In a normal year, the American Academy of Actuaries outlines the factors driving health insurance costs for the next plan year. However, things are tricky this year due to the coronavirus.
Yes, COVID-19 cases are resulting in some sky-high hospital bills, such as a Seattle man whose two-month stay cost $1.1 million. Yet, at the same time, there’s reduced demand for doctor’s visits and nonemergency hospital services.
However, rates are expected to rise due to the uncertainty of it all, according to the Academy’s brief.
But firms need to avoid a short-term fix – raising copays and deductibles, suggest healthcare experts. Studies show that passing costs onto workers can lead to them skipping preventive care, which can exacerbate chronic conditions.
2021 healthcare strategies
According to Vivian Lee, author of The Long Fix: Solving America’s Health Care Crisis with Strategies that Work for Everyone, firms should look beyond 2021 to improve employee health in the following ways:
• Challenge healthcare providers: Take back pain, for example. Does your provider tend to order MRIs, as opposed to more cost-efficient care, such as rest and physical therapy? Firms can also join cooperatives to help them enhance purchasing power.

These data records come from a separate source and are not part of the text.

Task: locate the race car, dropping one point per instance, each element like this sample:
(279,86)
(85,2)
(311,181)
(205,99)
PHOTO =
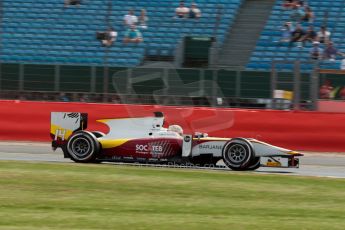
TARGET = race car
(146,140)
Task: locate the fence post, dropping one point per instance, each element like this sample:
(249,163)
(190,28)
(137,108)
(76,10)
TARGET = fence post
(238,84)
(215,87)
(21,77)
(273,84)
(93,79)
(0,76)
(314,88)
(296,87)
(57,78)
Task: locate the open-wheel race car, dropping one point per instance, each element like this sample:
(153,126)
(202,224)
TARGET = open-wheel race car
(145,140)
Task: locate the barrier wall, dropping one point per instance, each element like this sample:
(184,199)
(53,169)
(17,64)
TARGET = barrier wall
(315,131)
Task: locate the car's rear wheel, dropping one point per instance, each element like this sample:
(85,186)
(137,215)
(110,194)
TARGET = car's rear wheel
(83,147)
(98,134)
(255,164)
(238,154)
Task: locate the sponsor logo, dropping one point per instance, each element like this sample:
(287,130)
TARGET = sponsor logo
(187,138)
(148,148)
(210,146)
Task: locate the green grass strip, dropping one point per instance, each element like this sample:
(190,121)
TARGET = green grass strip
(82,196)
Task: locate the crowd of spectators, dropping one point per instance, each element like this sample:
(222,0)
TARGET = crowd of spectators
(293,32)
(183,11)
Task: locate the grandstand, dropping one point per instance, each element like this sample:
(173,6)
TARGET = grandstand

• Implement more virtual solutions: Look for technology that combines telehealth and chat features to connect employees to health coaches and physicians. Virtual chronic care solutions are also gaining traction with employers, such as a Bluetooth-enabled glucose monitor for diabetics.
• Partner with hospitals, physicians and labs: More and more employers are choosing “direct to employer” health care by negotiating with local doctors and hospitals to control costs. Also, small firms have negotiated successfully with testing facilities such as LabCorp.